Chores are not optional. We do not gamify them to get people to do them, we gamify them to make them more fun and motivating. See, the incentive is already there: someone has to do it, and that someone is most likely yourself. Gamification is not some black magic that compels people to do their chores. So really, what exactly is bad about providing virtual feeling of satisfaction for an activity that in itself has little to no satisfaction? Once basic needs have been met, enjoying life is about perception. If we can create the tools that allow people to improve their experience of life, I don't see a reason why we should not create them. I can see why Chaplin can think we shouldn't when she writes "Do adults really need to pretend they're superheroes on secret missions to have meaning in their lives?". This is representative of the world view that has been impended upon gamers many times. My answer: if it improves their experience of life, why the hell not?

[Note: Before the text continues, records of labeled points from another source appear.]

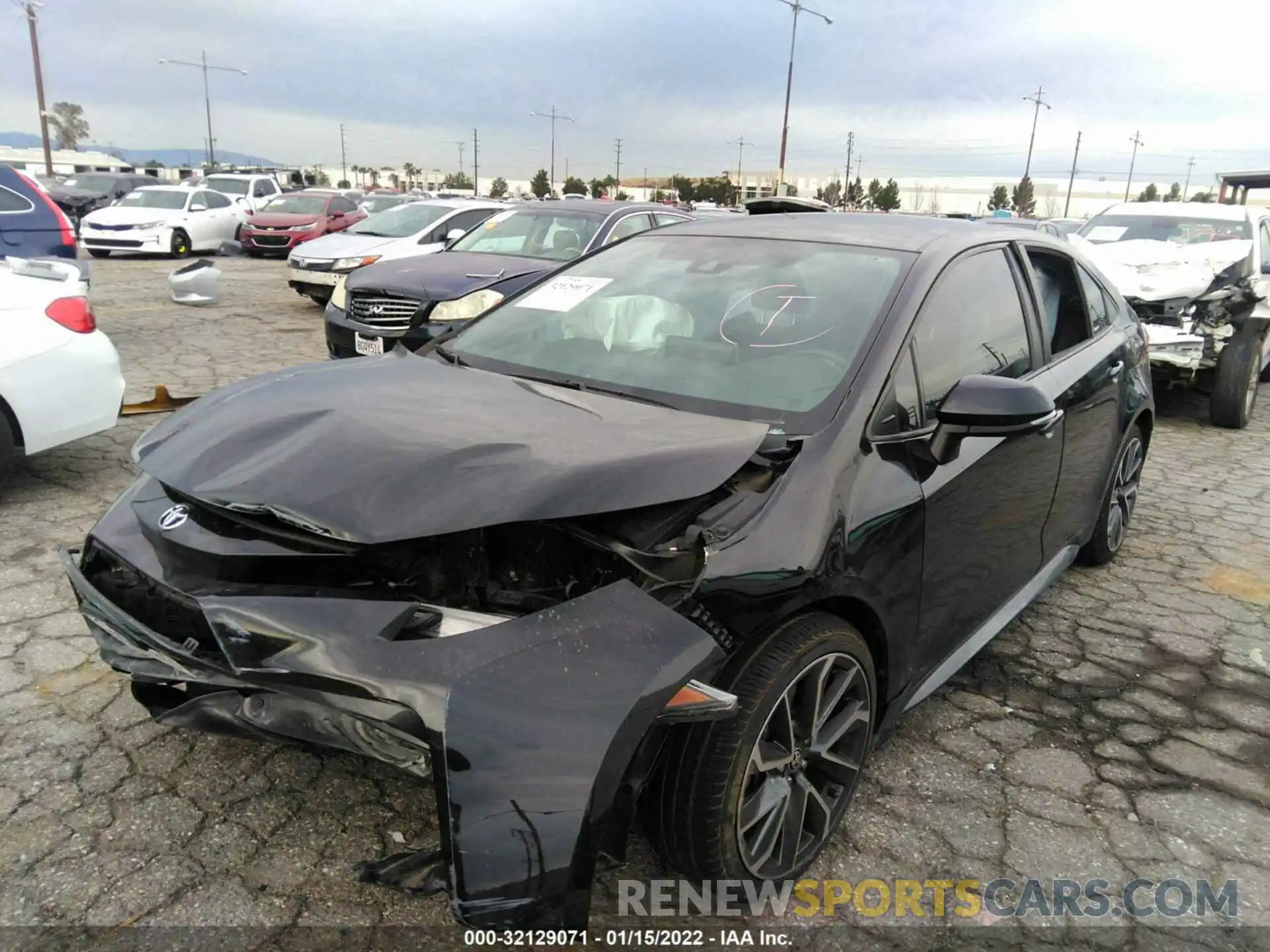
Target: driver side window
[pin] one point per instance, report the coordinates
(970, 323)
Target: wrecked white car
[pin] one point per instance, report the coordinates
(1198, 276)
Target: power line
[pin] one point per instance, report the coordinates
(1137, 141)
(1034, 98)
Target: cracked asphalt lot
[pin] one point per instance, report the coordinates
(1119, 729)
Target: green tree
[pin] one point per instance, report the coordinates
(888, 197)
(69, 125)
(872, 194)
(1023, 200)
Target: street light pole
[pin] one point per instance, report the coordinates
(207, 97)
(796, 7)
(1137, 141)
(1034, 98)
(553, 116)
(30, 12)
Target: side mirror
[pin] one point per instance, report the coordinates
(990, 407)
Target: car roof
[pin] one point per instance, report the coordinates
(1180, 210)
(897, 233)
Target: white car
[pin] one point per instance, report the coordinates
(405, 231)
(163, 219)
(1198, 274)
(59, 375)
(248, 190)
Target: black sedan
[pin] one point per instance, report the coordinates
(409, 301)
(680, 531)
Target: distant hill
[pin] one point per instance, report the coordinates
(136, 157)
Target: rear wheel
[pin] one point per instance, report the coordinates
(8, 450)
(759, 796)
(1235, 386)
(1118, 504)
(179, 244)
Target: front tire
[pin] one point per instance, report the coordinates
(179, 247)
(1119, 502)
(1235, 386)
(759, 796)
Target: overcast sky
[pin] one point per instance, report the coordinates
(929, 88)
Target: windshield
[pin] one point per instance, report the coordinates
(554, 235)
(1191, 230)
(378, 204)
(298, 205)
(226, 187)
(93, 183)
(402, 221)
(745, 328)
(146, 198)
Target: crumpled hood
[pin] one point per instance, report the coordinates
(282, 220)
(341, 244)
(1162, 270)
(405, 447)
(444, 276)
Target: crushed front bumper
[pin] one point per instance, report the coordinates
(530, 725)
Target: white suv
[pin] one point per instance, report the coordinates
(1198, 274)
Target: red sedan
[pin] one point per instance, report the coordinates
(295, 218)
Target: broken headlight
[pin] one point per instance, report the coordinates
(466, 307)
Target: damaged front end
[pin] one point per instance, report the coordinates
(1191, 299)
(530, 668)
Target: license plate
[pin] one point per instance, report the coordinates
(367, 346)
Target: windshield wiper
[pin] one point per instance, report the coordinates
(450, 356)
(591, 389)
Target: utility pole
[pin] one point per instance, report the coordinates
(1034, 98)
(554, 116)
(207, 97)
(343, 159)
(1070, 180)
(741, 154)
(30, 11)
(796, 7)
(1137, 141)
(851, 143)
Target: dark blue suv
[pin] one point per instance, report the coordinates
(31, 225)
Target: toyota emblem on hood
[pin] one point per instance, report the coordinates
(175, 518)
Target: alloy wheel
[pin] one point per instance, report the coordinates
(1124, 494)
(803, 767)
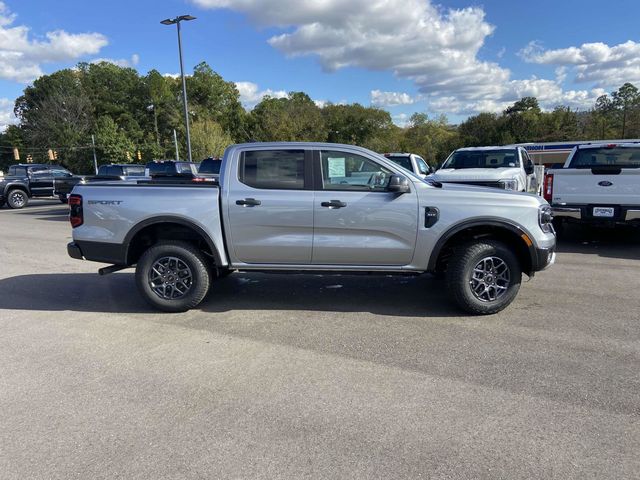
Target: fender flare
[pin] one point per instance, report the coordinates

So how gamification does help? Not everyone has the mental strength to just start doing all the things that are supposed to be good for us, like exercise, healthier eating and being more motivated about our jobs. It needs practice. Being happy is not easy. Gamification has the power to make it easier for people to overcome themselves, as it provides clearer goals and better feedback. Even though it is artificial, it allows us to measure progress in many activities where results are not immediately visible. It allows us to set goals that can be met and obstacles that make activities more interesting, even if they are harder. It changes the way we think about things we either have to do or should do or are doing. Finally, it allows us to play together and connect.

I do think frequent flyer points are evil. Skinnerboxed games, likewise. We already talked about this. More importantly, the concerns and limitations of gamification have been notified by advocates already. I think Chaplin simply does not like that we are having fun doing stuff that should not be fun. This is sadly a world view that is even this day shared by many many people, including those in places of power. But we gamers are growing in numbers and we will gamify our future if it pleases us. It's 'opt in' baby, so feel free to be left out if you don't want to share the fun.